There are various forms of continuing education – from postgraduate programs to one-on-one training with vocal coaches – that you can use to further your knowledge and technique in singing. If you’ve passed any of them with flying colors, feel free to add these on the bottommost part of the resume.
Your accolades also count as part of this list. If you’ve won singing competitions that are well-known in industry circles, feel free to add them here.
As a singer, you never know what kind of piece you’re going to get, especially for international production houses.
The ability to sing in multiple languages would be of value, giving more flexibility to composers or producers on the tracks to be developed while having to worry less about how the song would be communicated to an audience. Knowing more languages also helps you as a singer as it makes memorizing new songs in different languages easier and makes you more relatable to the crowd.
Tips to Level Up Your Singer Resume
Some quick tips to remember to make the perfect resume:
- Read up on the job posting. Know exactly what the role entails for the specific company, and make sure your resume directly addresses them.
- No formatting out of place or misspelled words. You only have seconds to impress the recruiter.
- When in doubt, check out our resume builder or resume examples
- Let your experience do the talking – just make sure it’s tailored to the job.
Key Takeaways: Writing the Best Singer Resume
Let’s wrap up with all the tips for a winning resume:
- Have a clear and concise header.
- Substantiate your work experience with measurable results.
- Include your education and skill sets that fit the Singer job role.
- Add only relevant credentials that would boost your credibility.
- Put the best details in a snappy professional summary.
Let Your Resume Stand Out with a Cover Letter
A cover letter is an excellent way to personalize your resume even further. This tells recruiters that you are genuinely interested in what the job has to offer.
Do your research and include 1-2 lines about the company you’re applying for and how this spoke to you, then end graciously with the hope that your application will be considered. Recruiters who read cover letters will likely feel appreciated and want to further read your application.
If you’d like to write one, check out our cover letter examples.
Frequently Asked Questions
How long should my resume be?
It might be tempting to pad your resume to look more credible, but resist! Keep the resume to one page and adjust your content accordingly. You’ll be surprised to find out what doesn’t need to be there.
Should I include my previous jobs, which are unrelated to singing?
If the role was merely a gap filler for a few months, it’s best to omit as not to clutter the resume. But if you were able to gain significant experience from a previous job which can be helpful as a singer, such as in recording studios or theater productions, keep it on the resume and make sure the achievements are highlighted.
Remember that the recruiter will likely ask whatever is on the resume – if you put it there, be ready to talk about it.
Which singing jobs should I put on my musician resume?
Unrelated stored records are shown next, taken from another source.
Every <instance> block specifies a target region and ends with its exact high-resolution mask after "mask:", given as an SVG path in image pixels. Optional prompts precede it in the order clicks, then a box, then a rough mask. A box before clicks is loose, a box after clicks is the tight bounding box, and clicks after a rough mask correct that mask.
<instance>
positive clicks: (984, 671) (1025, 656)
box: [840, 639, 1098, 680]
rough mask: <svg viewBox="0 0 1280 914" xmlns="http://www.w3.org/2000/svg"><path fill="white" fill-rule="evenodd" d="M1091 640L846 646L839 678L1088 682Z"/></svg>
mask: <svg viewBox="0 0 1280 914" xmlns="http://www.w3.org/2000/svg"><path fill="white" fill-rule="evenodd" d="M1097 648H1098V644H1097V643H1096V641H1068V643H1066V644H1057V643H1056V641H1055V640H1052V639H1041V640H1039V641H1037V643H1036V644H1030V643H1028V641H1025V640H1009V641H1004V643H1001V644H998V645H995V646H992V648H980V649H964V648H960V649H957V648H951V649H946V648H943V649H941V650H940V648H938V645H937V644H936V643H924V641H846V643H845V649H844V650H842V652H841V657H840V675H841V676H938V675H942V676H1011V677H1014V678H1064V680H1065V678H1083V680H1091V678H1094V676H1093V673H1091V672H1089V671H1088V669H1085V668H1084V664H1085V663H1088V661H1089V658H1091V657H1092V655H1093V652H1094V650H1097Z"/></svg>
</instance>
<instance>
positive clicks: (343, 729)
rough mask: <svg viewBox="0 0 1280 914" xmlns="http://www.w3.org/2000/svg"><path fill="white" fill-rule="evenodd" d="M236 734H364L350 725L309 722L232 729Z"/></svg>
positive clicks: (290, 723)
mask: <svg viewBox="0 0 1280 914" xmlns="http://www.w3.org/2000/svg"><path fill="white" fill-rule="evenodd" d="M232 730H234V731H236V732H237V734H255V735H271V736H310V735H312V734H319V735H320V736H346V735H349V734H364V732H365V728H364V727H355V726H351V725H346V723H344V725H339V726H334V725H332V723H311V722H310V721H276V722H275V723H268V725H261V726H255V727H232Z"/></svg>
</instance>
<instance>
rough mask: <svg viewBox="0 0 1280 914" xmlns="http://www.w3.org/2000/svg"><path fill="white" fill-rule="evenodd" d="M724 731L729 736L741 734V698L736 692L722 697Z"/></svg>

This depends on your level of experience. A newbie singer can include volunteer work or contests joined, but a veteran musician would benefit more from indicating previous singing roles taken.
But be wary of putting everything on the page. Not all singing jobs are necessarily relevant to the job you’re applying for. For example, if you’re trying to audition for a musical theater role, you’d be better off showcasing your theater (with some singing) expertise rather than the nights you sang in a hotel bar. It’s all about putting in the appropriate credentials for the specific job.